24 Busted in International Card Fraud StingArrests Result from Two-Year Undercover Operation
In what is being called "the largest coordinated international law enforcement action in history directed at carding crimes," 24 suspects have been arrested in a fraud scheme likely involving more than 400,000 accounts.
See Also: 2020 Cyberthreat Defense Report
The news was announced June 26 by the U.S. Attorney for the Southern District of New York and the Federal Bureau of Investigation. Federal investigators say the arrests were the result of "Operation Card Shop," a two-year undercover program designed to locate, investigate and expose cybercriminals, as well as disrupt their card-fraud activities.
According to a statement issued by the U.S. Attorney's Office, the scheme revolved around the online sale of stolen credit card details, bank accounts and other personal information on hundreds of thousands of victims.
As a result of this investigation and subsequent arrests, the FBI has notified issuers of more than 411,000 compromised payment cards, and 47 different organizations have been notified of network breaches. The FBI estimates the operation has prevented economic losses of more than $205 million.

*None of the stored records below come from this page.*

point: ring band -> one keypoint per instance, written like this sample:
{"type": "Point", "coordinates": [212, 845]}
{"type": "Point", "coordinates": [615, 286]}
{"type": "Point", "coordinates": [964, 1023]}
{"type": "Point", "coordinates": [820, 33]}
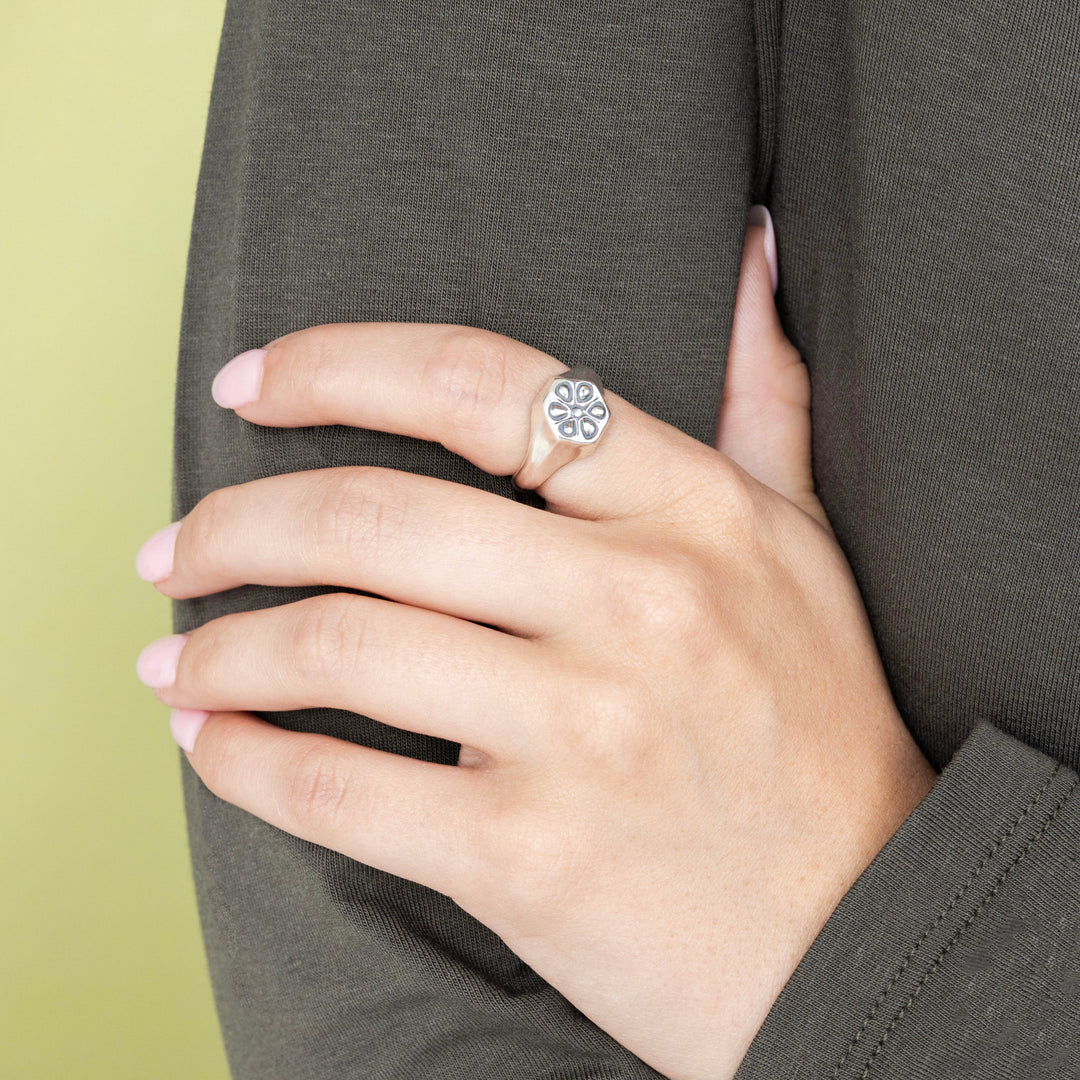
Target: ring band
{"type": "Point", "coordinates": [568, 417]}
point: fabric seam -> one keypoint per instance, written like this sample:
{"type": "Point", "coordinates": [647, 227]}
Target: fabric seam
{"type": "Point", "coordinates": [972, 877]}
{"type": "Point", "coordinates": [969, 920]}
{"type": "Point", "coordinates": [767, 55]}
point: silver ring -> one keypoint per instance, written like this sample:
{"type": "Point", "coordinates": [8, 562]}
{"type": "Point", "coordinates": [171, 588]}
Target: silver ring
{"type": "Point", "coordinates": [568, 417]}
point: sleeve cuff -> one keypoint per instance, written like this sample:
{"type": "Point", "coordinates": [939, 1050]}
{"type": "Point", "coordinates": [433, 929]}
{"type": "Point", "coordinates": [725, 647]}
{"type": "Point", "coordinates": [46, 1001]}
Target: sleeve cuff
{"type": "Point", "coordinates": [960, 920]}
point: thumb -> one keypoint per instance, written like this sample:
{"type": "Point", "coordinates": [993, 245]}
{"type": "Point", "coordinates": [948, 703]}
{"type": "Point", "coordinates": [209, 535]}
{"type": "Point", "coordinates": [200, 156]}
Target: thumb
{"type": "Point", "coordinates": [765, 415]}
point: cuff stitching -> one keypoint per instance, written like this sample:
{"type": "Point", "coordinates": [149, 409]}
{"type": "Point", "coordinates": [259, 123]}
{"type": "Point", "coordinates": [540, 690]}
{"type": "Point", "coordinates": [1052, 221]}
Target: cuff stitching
{"type": "Point", "coordinates": [975, 872]}
{"type": "Point", "coordinates": [970, 918]}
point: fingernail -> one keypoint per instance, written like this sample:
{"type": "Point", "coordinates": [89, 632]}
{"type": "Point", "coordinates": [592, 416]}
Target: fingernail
{"type": "Point", "coordinates": [157, 663]}
{"type": "Point", "coordinates": [186, 724]}
{"type": "Point", "coordinates": [154, 558]}
{"type": "Point", "coordinates": [759, 215]}
{"type": "Point", "coordinates": [239, 382]}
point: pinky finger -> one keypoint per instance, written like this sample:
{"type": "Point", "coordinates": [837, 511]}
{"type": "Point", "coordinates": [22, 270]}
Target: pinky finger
{"type": "Point", "coordinates": [414, 819]}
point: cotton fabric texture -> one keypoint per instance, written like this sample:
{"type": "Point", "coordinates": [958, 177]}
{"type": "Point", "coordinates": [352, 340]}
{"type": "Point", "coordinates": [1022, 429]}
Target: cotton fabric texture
{"type": "Point", "coordinates": [577, 176]}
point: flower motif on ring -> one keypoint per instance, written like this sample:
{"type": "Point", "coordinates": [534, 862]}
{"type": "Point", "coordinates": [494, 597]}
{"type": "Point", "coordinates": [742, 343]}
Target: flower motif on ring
{"type": "Point", "coordinates": [576, 410]}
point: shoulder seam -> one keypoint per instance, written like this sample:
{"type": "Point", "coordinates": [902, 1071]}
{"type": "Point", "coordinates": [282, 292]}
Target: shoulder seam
{"type": "Point", "coordinates": [971, 917]}
{"type": "Point", "coordinates": [972, 877]}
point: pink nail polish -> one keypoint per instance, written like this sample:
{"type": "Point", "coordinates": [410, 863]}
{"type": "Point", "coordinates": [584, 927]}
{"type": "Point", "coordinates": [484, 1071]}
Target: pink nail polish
{"type": "Point", "coordinates": [239, 382]}
{"type": "Point", "coordinates": [154, 558]}
{"type": "Point", "coordinates": [186, 724]}
{"type": "Point", "coordinates": [157, 663]}
{"type": "Point", "coordinates": [759, 215]}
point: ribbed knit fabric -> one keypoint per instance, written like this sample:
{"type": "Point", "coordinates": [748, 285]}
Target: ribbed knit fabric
{"type": "Point", "coordinates": [577, 177]}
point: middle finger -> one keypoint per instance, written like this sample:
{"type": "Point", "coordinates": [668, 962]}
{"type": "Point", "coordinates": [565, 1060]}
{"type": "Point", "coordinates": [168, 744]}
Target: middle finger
{"type": "Point", "coordinates": [417, 539]}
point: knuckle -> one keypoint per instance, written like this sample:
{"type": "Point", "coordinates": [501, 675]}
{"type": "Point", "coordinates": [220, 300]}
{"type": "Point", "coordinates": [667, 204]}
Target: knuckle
{"type": "Point", "coordinates": [326, 638]}
{"type": "Point", "coordinates": [526, 854]}
{"type": "Point", "coordinates": [467, 376]}
{"type": "Point", "coordinates": [316, 787]}
{"type": "Point", "coordinates": [353, 511]}
{"type": "Point", "coordinates": [665, 597]}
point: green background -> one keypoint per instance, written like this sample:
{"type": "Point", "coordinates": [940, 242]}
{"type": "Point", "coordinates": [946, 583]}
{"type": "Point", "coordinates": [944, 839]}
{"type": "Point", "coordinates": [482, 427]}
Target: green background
{"type": "Point", "coordinates": [102, 969]}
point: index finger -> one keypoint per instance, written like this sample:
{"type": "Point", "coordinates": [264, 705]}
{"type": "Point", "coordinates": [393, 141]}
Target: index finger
{"type": "Point", "coordinates": [472, 391]}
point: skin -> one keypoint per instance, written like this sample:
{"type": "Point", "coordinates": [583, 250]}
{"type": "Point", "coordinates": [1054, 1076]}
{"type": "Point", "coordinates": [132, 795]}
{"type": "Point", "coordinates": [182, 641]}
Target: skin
{"type": "Point", "coordinates": [679, 747]}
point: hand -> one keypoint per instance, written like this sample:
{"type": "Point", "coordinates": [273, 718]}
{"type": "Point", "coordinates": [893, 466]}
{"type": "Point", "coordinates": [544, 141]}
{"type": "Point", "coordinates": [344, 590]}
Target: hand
{"type": "Point", "coordinates": [679, 747]}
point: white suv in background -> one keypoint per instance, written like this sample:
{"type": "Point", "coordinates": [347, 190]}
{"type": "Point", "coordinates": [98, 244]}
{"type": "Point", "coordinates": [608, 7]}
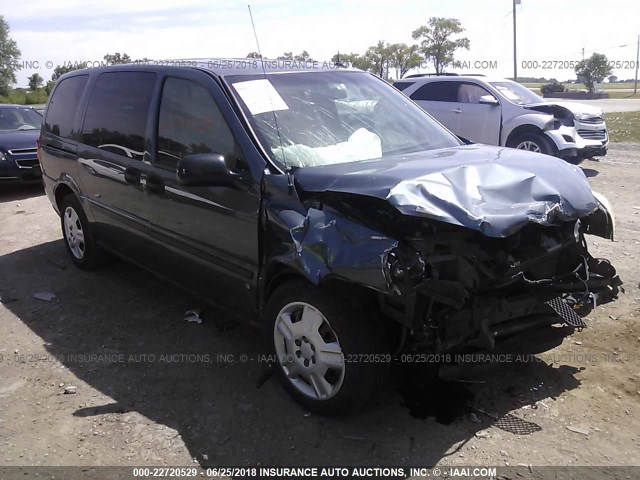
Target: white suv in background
{"type": "Point", "coordinates": [503, 112]}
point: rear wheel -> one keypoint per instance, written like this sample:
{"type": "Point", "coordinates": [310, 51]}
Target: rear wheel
{"type": "Point", "coordinates": [532, 142]}
{"type": "Point", "coordinates": [325, 348]}
{"type": "Point", "coordinates": [78, 236]}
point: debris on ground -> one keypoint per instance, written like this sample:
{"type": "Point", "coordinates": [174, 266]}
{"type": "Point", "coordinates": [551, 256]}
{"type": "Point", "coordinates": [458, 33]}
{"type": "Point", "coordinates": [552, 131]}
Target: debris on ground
{"type": "Point", "coordinates": [70, 390]}
{"type": "Point", "coordinates": [580, 430]}
{"type": "Point", "coordinates": [45, 296]}
{"type": "Point", "coordinates": [57, 263]}
{"type": "Point", "coordinates": [193, 316]}
{"type": "Point", "coordinates": [4, 299]}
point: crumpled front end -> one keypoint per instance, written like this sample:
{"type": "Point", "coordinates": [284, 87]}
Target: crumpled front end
{"type": "Point", "coordinates": [476, 291]}
{"type": "Point", "coordinates": [463, 258]}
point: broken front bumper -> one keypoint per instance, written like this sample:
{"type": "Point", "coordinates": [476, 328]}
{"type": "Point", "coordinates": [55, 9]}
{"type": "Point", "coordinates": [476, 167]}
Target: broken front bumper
{"type": "Point", "coordinates": [470, 302]}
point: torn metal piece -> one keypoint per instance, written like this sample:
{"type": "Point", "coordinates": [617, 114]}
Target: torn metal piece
{"type": "Point", "coordinates": [326, 244]}
{"type": "Point", "coordinates": [193, 316]}
{"type": "Point", "coordinates": [566, 312]}
{"type": "Point", "coordinates": [45, 296]}
{"type": "Point", "coordinates": [4, 299]}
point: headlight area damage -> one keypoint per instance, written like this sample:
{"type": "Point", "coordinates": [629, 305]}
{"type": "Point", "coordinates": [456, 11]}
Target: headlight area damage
{"type": "Point", "coordinates": [468, 258]}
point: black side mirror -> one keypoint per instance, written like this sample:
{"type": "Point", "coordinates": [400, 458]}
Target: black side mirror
{"type": "Point", "coordinates": [488, 100]}
{"type": "Point", "coordinates": [206, 170]}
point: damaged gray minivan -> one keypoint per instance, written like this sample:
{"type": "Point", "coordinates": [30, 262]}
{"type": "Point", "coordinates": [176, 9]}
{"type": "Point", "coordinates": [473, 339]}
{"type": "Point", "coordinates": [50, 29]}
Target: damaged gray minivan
{"type": "Point", "coordinates": [329, 206]}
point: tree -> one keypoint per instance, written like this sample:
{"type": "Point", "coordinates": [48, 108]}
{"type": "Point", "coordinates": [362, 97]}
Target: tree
{"type": "Point", "coordinates": [35, 82]}
{"type": "Point", "coordinates": [354, 60]}
{"type": "Point", "coordinates": [303, 57]}
{"type": "Point", "coordinates": [403, 58]}
{"type": "Point", "coordinates": [593, 70]}
{"type": "Point", "coordinates": [437, 44]}
{"type": "Point", "coordinates": [9, 56]}
{"type": "Point", "coordinates": [117, 58]}
{"type": "Point", "coordinates": [379, 56]}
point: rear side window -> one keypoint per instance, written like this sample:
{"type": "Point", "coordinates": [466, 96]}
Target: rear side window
{"type": "Point", "coordinates": [116, 118]}
{"type": "Point", "coordinates": [402, 85]}
{"type": "Point", "coordinates": [63, 106]}
{"type": "Point", "coordinates": [437, 92]}
{"type": "Point", "coordinates": [190, 122]}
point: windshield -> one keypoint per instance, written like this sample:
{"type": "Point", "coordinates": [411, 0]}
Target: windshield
{"type": "Point", "coordinates": [306, 119]}
{"type": "Point", "coordinates": [516, 93]}
{"type": "Point", "coordinates": [17, 118]}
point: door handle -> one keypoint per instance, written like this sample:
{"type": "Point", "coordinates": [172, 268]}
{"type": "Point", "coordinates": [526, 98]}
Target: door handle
{"type": "Point", "coordinates": [132, 176]}
{"type": "Point", "coordinates": [154, 183]}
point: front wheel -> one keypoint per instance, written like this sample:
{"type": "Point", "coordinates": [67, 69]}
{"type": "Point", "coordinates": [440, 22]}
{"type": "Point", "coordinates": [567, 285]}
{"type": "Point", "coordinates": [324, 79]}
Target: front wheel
{"type": "Point", "coordinates": [325, 348]}
{"type": "Point", "coordinates": [78, 236]}
{"type": "Point", "coordinates": [533, 143]}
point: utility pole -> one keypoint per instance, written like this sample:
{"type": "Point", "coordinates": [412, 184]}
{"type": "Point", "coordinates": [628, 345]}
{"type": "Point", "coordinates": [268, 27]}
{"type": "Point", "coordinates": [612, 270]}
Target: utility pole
{"type": "Point", "coordinates": [635, 85]}
{"type": "Point", "coordinates": [515, 55]}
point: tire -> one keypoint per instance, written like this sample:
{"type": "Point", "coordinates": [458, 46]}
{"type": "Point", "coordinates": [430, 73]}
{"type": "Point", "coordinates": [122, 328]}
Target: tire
{"type": "Point", "coordinates": [78, 236]}
{"type": "Point", "coordinates": [533, 142]}
{"type": "Point", "coordinates": [305, 323]}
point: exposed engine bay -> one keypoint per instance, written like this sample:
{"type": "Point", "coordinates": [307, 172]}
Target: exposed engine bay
{"type": "Point", "coordinates": [465, 259]}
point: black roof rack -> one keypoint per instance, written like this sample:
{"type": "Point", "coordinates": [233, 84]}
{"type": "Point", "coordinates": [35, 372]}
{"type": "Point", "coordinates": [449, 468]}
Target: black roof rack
{"type": "Point", "coordinates": [415, 75]}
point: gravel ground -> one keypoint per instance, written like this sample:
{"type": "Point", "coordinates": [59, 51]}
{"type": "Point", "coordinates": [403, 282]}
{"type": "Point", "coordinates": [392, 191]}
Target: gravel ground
{"type": "Point", "coordinates": [152, 389]}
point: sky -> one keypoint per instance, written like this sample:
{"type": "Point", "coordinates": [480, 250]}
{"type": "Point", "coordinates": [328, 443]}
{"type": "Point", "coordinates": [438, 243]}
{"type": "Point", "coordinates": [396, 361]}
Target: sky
{"type": "Point", "coordinates": [550, 33]}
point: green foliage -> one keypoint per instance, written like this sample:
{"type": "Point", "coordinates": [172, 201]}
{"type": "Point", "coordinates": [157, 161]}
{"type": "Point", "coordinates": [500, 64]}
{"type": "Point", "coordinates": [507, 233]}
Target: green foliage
{"type": "Point", "coordinates": [436, 42]}
{"type": "Point", "coordinates": [9, 56]}
{"type": "Point", "coordinates": [593, 70]}
{"type": "Point", "coordinates": [403, 58]}
{"type": "Point", "coordinates": [378, 57]}
{"type": "Point", "coordinates": [553, 87]}
{"type": "Point", "coordinates": [35, 82]}
{"type": "Point", "coordinates": [623, 126]}
{"type": "Point", "coordinates": [301, 57]}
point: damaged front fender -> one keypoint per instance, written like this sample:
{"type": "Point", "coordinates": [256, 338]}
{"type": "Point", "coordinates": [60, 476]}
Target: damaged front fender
{"type": "Point", "coordinates": [318, 242]}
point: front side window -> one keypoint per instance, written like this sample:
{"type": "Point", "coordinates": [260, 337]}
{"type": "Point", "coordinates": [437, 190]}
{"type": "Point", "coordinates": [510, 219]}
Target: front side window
{"type": "Point", "coordinates": [516, 93]}
{"type": "Point", "coordinates": [471, 93]}
{"type": "Point", "coordinates": [116, 118]}
{"type": "Point", "coordinates": [19, 118]}
{"type": "Point", "coordinates": [190, 122]}
{"type": "Point", "coordinates": [319, 118]}
{"type": "Point", "coordinates": [437, 92]}
{"type": "Point", "coordinates": [63, 106]}
{"type": "Point", "coordinates": [402, 85]}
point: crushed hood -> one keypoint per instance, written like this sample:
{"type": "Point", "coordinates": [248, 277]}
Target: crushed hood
{"type": "Point", "coordinates": [494, 190]}
{"type": "Point", "coordinates": [573, 107]}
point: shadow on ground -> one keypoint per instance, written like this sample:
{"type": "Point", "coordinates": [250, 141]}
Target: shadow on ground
{"type": "Point", "coordinates": [14, 193]}
{"type": "Point", "coordinates": [590, 172]}
{"type": "Point", "coordinates": [216, 405]}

"As the cyberthreat grows more international, the response must be increasingly global and forceful," says Manhattan U.S. Attorney Preet Bharara. "The allegations unsealed today chronicle a breathtaking spectrum of cyberschemes and scams. As described in the charging documents, individuals sold credit cards by the thousands and took the private information of untold numbers of people. As alleged, the defendants casually offered every stripe of malware and virus to fellow fraudsters, even including software-enabling cyber voyeurs to hijack an unsuspecting consumer's personal computer camera. To expose and prosecute individuals like the alleged cybercriminals charged today will continue to require exactly the kind of coordinated response and international cooperation that made today's arrests possible."
In their announcement, officials called Operation Card Shop "the largest coordinated international law enforcement action in history directed at 'carding' crimes."
Operation Card Shop
To identify and arrest these suspects, the FBI created its own undercover carding forum called "Carder Profit." Over the course of two years, starting in 2010, this forum allowed users to discuss offers to buy, sell and exchange goods and services related to carding crimes.
The 24 defendants are charged with various online carding offenses in which, according to criminal complaints, "they sought to profit through, among other means, the sale of hacked victim account information, personal identification information, hacking tools, drop services, and other services that could facilitate carding activity."
In addition to the arrests, international law enforcement agencies also conducted more than 30 interviews and executed more than 30 search warrants.
In the U.S., 11 suspects were arrested and charged with crimes ranging from aggravated identity theft to conspiracy to commit wire fraud. Suspects include: Christian Cangeopol, Lawrenceville, Ga.; Mark Caparelli, San Diego, Calif.; Sean Harper, Albuquerque, N.M.; Alex Hatala, Jacksonville, Fla.; Joshua Hicks, Bronx, N.Y.; Michael Hogue, Tucson, Ariz.; Mir Islam, Manhattan, N.Y.; Peter Ketchum, Pittsfield, Mass.; and Steven Hansen of Wisconsin. Two minors also were arrested by local authorities in Long Beach and Sacramento, Calif.
Hicks and Islam on June 26 were expected to appear before a magistrate judge in the Southern District of New York. The other defendants will be presented before magistrate judges in corresponding federal districts of arrest, according to the U.S. Attorney's statement.
Overseas, 11 suspects, whose names were not provided, were arrested as a result of investigations in foreign jurisdictions. Those arrests were made, in part, based on information provided by the FBI. Arrests occurred in the U.K., Bosnia, Bulgaria, Norway and Germany. Authorities in Australia, Canada, Denmark and Macedonia also conducted interviews and executed search warrants to assist with the takedown.
Two additional foreign arrests also were made based on provisional arrest warrants. Ali Hassan was arrested in Italy, and Lee Jason Juesheng was arrested in Japan.
"Spanning four continents, the two-year undercover FBI investigation is the latest example of our commitment to rooting out rampant criminal behavior on the Internet," said FBI Assistant Director in Charge Janice K. Fedarcyk, announcing the arrests. "Today's arrests cause significant disruption to the underground economy and are a stark reminder that masked IP addresses and private forums are no sanctuary for criminals and are not beyond the reach of the FBI."